There is no question that a US reversal with respect to Paris will slow down the policy changes, but successful businesses will remain attuned to economic trends, which continue to point to the acceleration in growth of renewable energy sources. We can only assume that the president’s decision to stay the course on this campaign promise is motivated by politics alone. But this rigid stance comes at an enormous cost in terms of economic capital and US leadership on carbon emissions, not to mention the potential human toll that an acceleration in global warming could cause.

Duncan Meisel, 350.org

Duncan Meisel of 350.org 

Donald Trump made one of the most dishonest and immoral speeches by an American President ever, withdrawing from the Paris Agreement and putting the profits of fossil fuel billionaires ahead of every other person on the planet.

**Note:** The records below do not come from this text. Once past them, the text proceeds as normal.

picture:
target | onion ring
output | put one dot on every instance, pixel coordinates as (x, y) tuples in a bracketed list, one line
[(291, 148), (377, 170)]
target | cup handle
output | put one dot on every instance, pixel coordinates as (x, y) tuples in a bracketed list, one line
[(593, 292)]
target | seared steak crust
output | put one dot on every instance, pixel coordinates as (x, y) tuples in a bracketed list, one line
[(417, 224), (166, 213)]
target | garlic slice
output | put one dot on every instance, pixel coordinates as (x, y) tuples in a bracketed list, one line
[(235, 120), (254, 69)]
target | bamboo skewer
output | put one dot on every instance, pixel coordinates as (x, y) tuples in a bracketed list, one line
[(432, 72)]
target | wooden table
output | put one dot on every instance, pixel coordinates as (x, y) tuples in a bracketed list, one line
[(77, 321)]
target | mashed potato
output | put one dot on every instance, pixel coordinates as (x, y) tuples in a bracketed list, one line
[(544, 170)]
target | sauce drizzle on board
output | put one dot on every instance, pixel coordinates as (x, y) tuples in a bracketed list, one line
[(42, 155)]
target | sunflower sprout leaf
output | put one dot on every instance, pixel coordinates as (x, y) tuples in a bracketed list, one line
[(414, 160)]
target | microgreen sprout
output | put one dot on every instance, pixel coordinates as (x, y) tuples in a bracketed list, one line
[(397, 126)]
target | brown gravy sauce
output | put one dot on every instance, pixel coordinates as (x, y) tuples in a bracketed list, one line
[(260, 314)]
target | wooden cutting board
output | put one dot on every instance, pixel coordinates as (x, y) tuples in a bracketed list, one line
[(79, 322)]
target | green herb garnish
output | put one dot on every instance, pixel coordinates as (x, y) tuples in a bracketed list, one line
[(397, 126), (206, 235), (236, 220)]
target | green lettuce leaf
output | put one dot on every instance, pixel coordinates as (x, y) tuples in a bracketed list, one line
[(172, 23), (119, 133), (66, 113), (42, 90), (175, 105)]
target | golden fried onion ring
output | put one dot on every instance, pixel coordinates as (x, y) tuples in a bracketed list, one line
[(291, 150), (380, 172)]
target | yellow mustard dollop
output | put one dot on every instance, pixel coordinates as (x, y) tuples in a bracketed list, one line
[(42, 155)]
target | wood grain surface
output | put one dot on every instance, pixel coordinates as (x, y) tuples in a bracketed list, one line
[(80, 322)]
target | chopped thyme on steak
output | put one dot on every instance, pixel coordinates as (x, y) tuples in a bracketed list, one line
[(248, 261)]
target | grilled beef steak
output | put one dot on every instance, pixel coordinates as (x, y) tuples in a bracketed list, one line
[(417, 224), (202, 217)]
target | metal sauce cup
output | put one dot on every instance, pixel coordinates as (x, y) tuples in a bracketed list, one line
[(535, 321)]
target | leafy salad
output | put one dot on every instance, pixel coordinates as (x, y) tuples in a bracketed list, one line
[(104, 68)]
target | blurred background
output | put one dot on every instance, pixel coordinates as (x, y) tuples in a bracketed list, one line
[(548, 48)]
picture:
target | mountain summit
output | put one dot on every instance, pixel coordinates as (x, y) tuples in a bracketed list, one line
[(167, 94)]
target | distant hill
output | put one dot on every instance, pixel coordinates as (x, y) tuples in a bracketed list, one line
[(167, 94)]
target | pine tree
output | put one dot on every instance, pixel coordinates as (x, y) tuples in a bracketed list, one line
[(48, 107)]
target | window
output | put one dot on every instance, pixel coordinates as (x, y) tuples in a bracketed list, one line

The costs of climate change in terms of lives, homes and the economy are staggering. The fossil fuel industry contributes to millions of deaths a year. Meanwhile, the benefits of action are so clear: in the US, more people work in renewables than coal, oil and gas combined, 10 million people are working in renewables worldwide, and cutting carbon pollution will give millions more a chance to avoid sickness or early death.

The Paris Climate Change Accord

The Paris Agreement or Paris climate change accord, is an agreement within the United Nations Framework Convention on Climate Change (UNFCCC) dealing with greenhouse gas emissions mitigation, adaptation and finance starting in the year 2020. The language of the agreement was negotiated by representatives of 196 parties at the 21st Conference of the Parties of the UNFCCC in Paris and adopted by consensus on 12 December 2015.  The Paris Agreement entered into force on 4 November 2016, with the prescribed minimum of 55 Parties depositing their instruments of ratification, acceptance or approval to the Convention, accounting in total for (at least) an estimated 55 % of the total global greenhouse gas emissions. As of May 2017, 195 UNFCCC members had signed the agreement, 148 of which, including the US,  had ratified it. On June 1, 2017, President Trump withdrew US from the agreement.  ​

The Paris Accord aimed to significantly reduce the risks and impacts of climate change by the following measures 

  • To pursue efforts to limit the temperature increase to 1.5 °C above pre-industrial levels;
  • Increasing the ability to adapt to the adverse impacts of climate change and foster climate resilience and low greenhouse gas emissions development, in a manner that does not threaten food production;
  • Making finance flows consistent with a pathway towards low greenhouse gas emissions and climate-resilient development.

The Paris deal is the world's first comprehensive climate agreement and has been described as an incentive for and driver of fossil fuel divestment. In the Paris Agreement, each country determines, plans and regularly reports its own contribution it should make in order to mitigate global warming.